La crise de trop pour l’économie italienne?

Le choc porte notamment sur deux fronts stratégiques, l’industrie touristique et l’industrie manufacturière, deux places fortes de l’économie transalpine qui étaient déjà très fragilisées avant la pandémie. L’Italie est en effet le premier pays de la zone euro en matière d’offre hôtelière: avec près de 33 000 établissements, elle devance l’Allemagne, en deuxième position grâce à son tourisme d’affaires, et se situe loin devant la France et l’Espagne. Mais l’avance de l’Italie, avec ses structures de petite taille et parfois obsolètes, se réduit du point de vue du nombre de lits avec les autres grands pays touristiques.

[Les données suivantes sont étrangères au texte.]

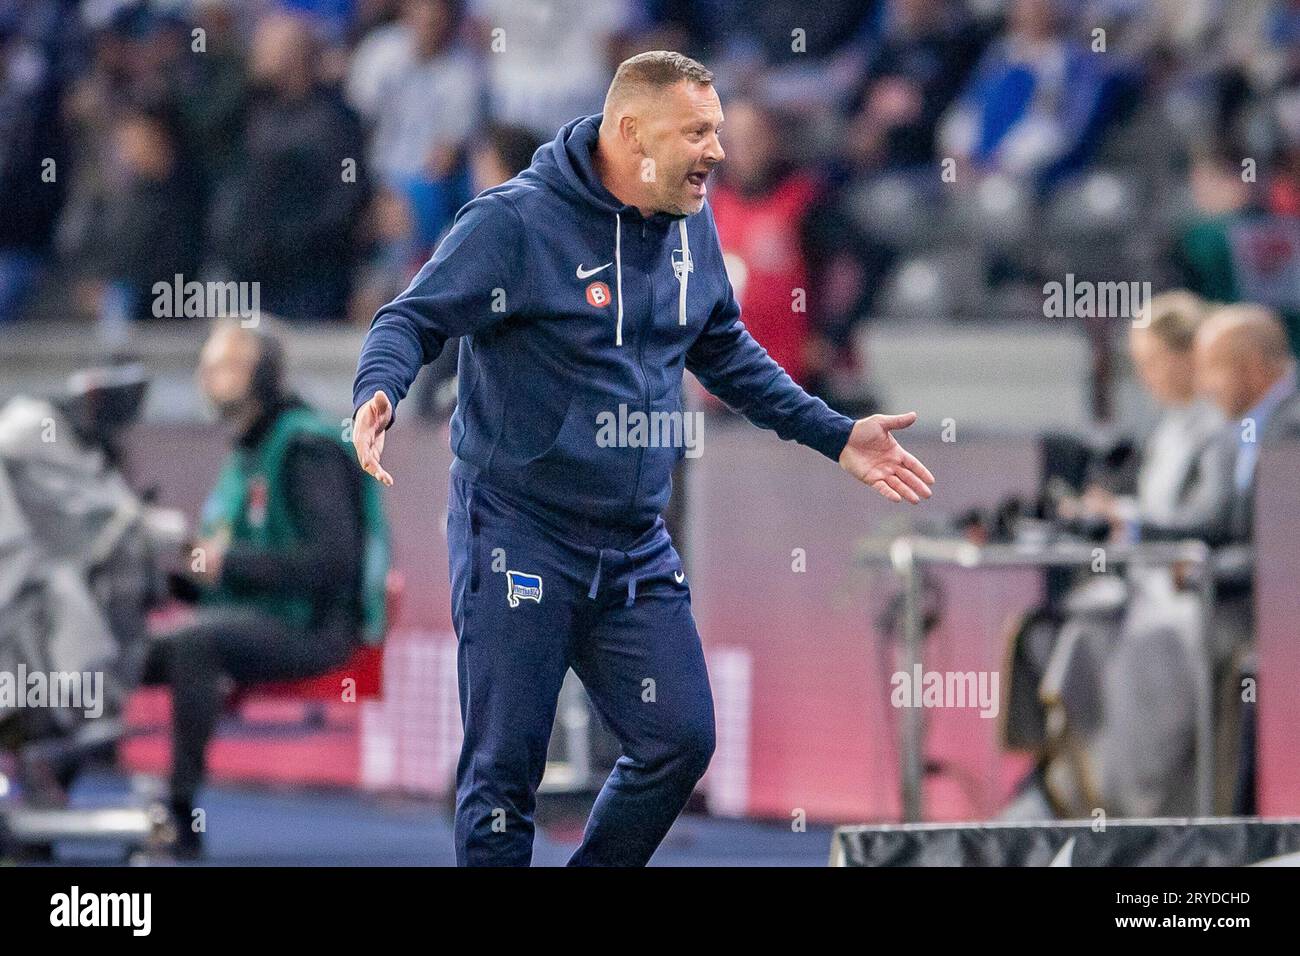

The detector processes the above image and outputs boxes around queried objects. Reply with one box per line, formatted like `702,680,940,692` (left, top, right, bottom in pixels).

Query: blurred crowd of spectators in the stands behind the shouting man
0,0,1300,416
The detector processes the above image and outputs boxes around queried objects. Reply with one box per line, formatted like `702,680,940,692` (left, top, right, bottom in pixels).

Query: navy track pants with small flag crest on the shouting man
447,473,714,866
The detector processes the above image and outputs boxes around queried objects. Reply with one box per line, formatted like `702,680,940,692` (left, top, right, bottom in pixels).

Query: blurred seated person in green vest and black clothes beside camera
146,321,389,857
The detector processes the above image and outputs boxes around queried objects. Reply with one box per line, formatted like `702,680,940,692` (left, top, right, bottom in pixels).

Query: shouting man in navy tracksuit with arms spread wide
354,51,933,865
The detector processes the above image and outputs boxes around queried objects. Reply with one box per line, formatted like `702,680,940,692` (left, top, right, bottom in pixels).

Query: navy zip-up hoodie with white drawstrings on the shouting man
352,113,853,531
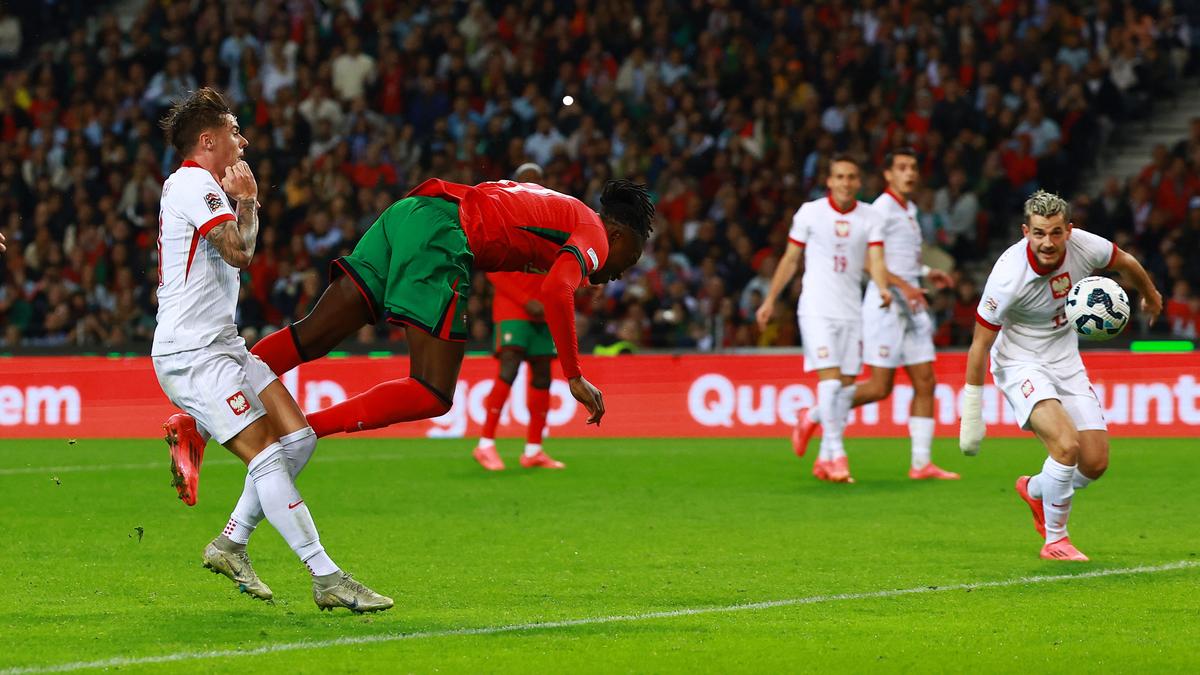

La capacité hôtelière de l’Italie a stagné ces dernières années alors que celle des pays concurrents augmente, et parfois de façon spectaculaire comme au Portugal ou à un degré moindre en Croatie. C’est donc sur une filière en perte de vitesse que la crise du Covid-19 s’est abattue. De plus, les visiteurs étrangers représentent également une manne importante pour les boutiques de produits de luxe d’autant plus qu’avec 5 millions de touristes, l’Italie était la première destination des Chinois.
La crise du Covid-19 sonne le tocsin pour une économie et un appareil de production en perte de vitesse depuis des décennies. Fin 2019, le PIB réel n’avait toujours pas retrouvé son niveau d’avant la crise de 2009. Une médiocre productivité du travail, un délitement du tissu industriel, une dette publique déjà à plus de 135% du PIB en 2019, un secteur bancaire miné par les créances douteuses, l’économie italienne est à genoux.